For bankers, and I've been there before, it becomes a battle to preserve a well-secured performing loan (and thus their jobs), and the devil take the hindmost (read equity holders).
So, again on the assumption that JW has the cash required, why would he bail out INTU, to preserve your equity in the company, with him staying at 54% owner, when he could cut a deal with the bankers, probably for less money, and get 100% of the equity for himself, by buying the property out of foreclosure?
There is, of course, another big assumption in this, or any other rescue scenario, which is that any existing major investor actually wants to rescue their investment. We're already seeing examples of deep-pockets being forced to walk away, like Ashley burning £150 million on Debenhams. JW might conclude that bricks and mortar retailing seems to be slowly going the way of horse-driven-carriage makers and galleon builders, after the arrival of the internal combustion engine and iron-hulled ships, and therefore not worth saving, whatever the circumstances.
I should stress that I don't know the man from a hole in ground and have zero inside information. But I am a strategist, with a fair knowledge of commercial real-estate, who bases investment decisions on hard-headed realism, flavoured occasionally with a little cynicism. No-one gets rich by standing on street corners handing out £50 notes. No-one stays rich by bailing out equity "partners", who have little or nothing to contribute towards the problem.

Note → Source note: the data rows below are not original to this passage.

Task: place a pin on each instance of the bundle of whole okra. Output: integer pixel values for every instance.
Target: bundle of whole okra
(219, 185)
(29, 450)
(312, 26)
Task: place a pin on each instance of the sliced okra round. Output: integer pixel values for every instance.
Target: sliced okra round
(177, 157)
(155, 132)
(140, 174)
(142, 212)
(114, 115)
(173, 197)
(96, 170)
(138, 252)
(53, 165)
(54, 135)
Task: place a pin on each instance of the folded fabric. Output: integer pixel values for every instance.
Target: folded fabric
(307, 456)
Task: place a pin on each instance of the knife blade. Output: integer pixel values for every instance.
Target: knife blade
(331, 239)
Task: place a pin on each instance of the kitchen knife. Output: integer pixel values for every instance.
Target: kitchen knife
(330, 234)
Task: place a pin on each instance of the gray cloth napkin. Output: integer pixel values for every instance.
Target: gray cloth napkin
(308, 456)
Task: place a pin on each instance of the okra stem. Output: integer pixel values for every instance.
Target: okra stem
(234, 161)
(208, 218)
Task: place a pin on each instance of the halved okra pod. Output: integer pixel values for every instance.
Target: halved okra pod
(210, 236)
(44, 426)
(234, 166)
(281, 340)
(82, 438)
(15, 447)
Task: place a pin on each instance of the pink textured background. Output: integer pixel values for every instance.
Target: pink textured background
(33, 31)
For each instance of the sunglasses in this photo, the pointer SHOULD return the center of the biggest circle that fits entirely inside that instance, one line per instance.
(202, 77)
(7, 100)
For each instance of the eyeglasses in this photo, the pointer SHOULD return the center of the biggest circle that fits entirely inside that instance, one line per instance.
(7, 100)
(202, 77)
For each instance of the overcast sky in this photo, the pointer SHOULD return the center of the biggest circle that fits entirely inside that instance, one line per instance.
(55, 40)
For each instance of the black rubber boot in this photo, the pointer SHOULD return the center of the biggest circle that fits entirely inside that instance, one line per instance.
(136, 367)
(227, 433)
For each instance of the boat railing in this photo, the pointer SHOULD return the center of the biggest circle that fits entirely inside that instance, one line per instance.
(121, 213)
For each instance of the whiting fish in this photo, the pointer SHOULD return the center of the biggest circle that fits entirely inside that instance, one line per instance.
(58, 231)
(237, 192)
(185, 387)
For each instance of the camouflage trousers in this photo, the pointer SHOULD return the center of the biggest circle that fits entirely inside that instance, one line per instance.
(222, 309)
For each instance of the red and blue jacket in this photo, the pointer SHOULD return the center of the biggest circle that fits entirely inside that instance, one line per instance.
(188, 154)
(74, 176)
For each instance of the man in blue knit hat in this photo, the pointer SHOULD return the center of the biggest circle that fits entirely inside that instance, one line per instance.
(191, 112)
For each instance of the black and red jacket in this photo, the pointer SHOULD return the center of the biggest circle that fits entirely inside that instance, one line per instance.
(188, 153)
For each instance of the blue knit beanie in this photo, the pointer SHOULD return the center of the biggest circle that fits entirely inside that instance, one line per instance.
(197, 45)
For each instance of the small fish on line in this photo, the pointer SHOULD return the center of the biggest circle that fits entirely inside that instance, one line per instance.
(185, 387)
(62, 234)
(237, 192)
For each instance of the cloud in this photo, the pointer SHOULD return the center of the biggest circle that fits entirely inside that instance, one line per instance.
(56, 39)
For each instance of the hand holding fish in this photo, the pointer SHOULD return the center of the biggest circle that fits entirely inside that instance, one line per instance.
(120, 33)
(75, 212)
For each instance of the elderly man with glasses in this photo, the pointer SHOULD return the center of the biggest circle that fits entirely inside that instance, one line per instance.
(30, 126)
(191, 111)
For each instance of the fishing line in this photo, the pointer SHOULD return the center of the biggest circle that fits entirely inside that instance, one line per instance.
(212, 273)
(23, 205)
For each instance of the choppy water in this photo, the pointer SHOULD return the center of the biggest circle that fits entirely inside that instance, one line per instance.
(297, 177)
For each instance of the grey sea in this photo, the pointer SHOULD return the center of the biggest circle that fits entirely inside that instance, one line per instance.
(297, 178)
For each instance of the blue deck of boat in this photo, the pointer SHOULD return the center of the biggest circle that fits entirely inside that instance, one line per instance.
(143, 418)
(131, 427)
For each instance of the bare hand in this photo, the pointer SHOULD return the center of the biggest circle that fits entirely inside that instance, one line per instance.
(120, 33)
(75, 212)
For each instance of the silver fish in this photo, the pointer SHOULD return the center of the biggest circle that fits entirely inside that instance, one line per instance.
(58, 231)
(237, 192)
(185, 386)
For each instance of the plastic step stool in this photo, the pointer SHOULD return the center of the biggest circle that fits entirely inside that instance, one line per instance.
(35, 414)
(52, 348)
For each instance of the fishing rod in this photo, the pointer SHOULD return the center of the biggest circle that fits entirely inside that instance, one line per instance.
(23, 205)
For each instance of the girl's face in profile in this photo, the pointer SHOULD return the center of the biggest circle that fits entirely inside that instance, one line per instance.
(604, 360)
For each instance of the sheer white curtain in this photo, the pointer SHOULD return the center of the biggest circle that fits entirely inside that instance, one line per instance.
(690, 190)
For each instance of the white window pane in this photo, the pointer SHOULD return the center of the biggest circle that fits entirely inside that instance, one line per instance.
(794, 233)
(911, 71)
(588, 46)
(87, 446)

So, my suggestion is this; If all that is keeping you in INTU is the emotional hope of a rescue from an investor-cum-philanthropist, take what's left of your cash and move elsewhere. There's also a very readable analysis of the UK and EU property markets in the TR Property Investment Trust (TRY) annual report, published yesterday. The manager is quite a character, possibly not to everyone's taste, but he sure knows his onions and he specifically comments on his reasons for selling out of INTU last December. Good Luck.